Il continue de miauler bruyamment, je prend un petit morceau de lasagne qu'il renifle avec appréhension. Il le mange finalement, léchant ses babines. Même le chat apprécie, c'est un grand pas pour papa. Je l'imagine presque tout plaquer pour ouvrir un restaurant végétarien avec des décorations grecques partout. Un concept plutôt intéressant.

Je fais ma part de la vaisselle avant de monter dans ma chambre et d'allumer mon téléphone. Un message de Carmen, me demandant si on pouvait faire un Skype. Je lui réponds que non, il est tard.

Je souffle un peu et envoie un message à Milo :

Le plan marche plutôt bien, je commence déjà à manquer à Carmen.

Sa réponse ne tarde pas.

Super dans ce cas ! Après on pourra devenir un trio de choc.

Ouais. Un vrai trio de choc.
Mais... Pourquoi Milo ne traîne plus avec ce gars, en première aussi, ils étaient toujours ensembles pourtant... Oh. Je crois que je viens de comprendre.

Le gars avec qui tu traînais tout le temps, c'était ton petit-copain ?

Son message met du temps à arriver, comme s'il essayait de trouver des mots en accord avec sa pensée.

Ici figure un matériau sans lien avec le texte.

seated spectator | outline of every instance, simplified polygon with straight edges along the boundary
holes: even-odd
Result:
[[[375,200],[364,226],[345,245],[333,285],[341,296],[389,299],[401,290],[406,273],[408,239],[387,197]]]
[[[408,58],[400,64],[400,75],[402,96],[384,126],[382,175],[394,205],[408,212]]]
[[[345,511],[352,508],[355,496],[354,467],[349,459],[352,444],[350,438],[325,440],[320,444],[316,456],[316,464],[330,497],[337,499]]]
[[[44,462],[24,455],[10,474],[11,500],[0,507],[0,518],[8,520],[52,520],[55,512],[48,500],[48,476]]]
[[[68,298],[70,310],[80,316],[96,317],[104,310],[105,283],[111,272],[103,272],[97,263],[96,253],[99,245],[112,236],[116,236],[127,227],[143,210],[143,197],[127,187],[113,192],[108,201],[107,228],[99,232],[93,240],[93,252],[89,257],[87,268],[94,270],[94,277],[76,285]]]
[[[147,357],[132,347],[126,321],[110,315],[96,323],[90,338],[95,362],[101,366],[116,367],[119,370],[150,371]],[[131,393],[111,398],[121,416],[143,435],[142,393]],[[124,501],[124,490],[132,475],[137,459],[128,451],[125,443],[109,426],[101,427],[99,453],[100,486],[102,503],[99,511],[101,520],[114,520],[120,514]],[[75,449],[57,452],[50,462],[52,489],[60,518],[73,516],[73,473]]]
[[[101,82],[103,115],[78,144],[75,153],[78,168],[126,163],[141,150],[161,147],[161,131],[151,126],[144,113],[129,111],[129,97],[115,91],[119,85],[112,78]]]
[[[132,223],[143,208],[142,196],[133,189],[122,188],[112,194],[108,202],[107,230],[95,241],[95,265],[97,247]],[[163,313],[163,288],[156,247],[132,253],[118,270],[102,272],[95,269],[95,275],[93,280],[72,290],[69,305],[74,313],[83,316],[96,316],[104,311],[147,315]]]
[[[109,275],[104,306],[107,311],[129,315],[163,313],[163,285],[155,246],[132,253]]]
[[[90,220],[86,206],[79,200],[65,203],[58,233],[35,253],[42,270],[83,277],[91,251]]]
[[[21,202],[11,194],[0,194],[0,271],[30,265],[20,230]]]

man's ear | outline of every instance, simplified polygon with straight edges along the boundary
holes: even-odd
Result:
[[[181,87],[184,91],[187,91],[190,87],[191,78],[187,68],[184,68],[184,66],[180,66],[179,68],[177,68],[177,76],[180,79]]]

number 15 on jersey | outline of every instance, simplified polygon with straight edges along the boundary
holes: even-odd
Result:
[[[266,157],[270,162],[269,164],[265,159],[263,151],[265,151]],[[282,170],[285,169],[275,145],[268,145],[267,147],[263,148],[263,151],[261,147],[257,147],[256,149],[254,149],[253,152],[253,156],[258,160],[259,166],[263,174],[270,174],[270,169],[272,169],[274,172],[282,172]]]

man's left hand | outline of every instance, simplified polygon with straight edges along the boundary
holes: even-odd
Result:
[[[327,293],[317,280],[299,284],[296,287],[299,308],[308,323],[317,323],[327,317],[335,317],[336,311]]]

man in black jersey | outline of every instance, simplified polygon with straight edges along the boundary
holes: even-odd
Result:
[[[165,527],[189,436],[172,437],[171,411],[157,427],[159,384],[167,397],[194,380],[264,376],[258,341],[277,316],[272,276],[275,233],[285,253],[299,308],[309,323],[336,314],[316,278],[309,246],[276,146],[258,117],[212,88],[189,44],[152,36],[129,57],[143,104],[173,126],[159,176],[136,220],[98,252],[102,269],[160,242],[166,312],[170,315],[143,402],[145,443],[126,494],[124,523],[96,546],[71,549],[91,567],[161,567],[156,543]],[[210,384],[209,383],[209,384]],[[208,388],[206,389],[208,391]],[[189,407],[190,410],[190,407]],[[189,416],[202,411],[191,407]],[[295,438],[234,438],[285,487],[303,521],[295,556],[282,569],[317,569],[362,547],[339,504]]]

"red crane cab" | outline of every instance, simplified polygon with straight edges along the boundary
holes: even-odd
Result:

Ouais. Je ne veux plus lui parler.

Ça se comprend. Milo n'avait qu'un ami -qui était également petit-ami- et il l'avait perdu.
Je n'ai pourtant pas l'impression d'être le bouche-trou. On s'apprécie mutuellement, c'est très bien comme ça.

Nous nous saluons solennellement pour la nuit à la manière de personnes de la haute société. J'éteins mon téléphone et m'étale sur mon lit comme une étoile. Ponyo débarque et se pose sur mon ventre. Ce chat m'ignore toute l'année et décide de me coller aujourd'hui. Il doit sentir quelque chose d'inhabituel, les animaux sont doués pour ça.

Je m'endors donc, avec cette boule de poil sur mon ventre, ronronnant à chaque fois que ma cage thoracique se soulève.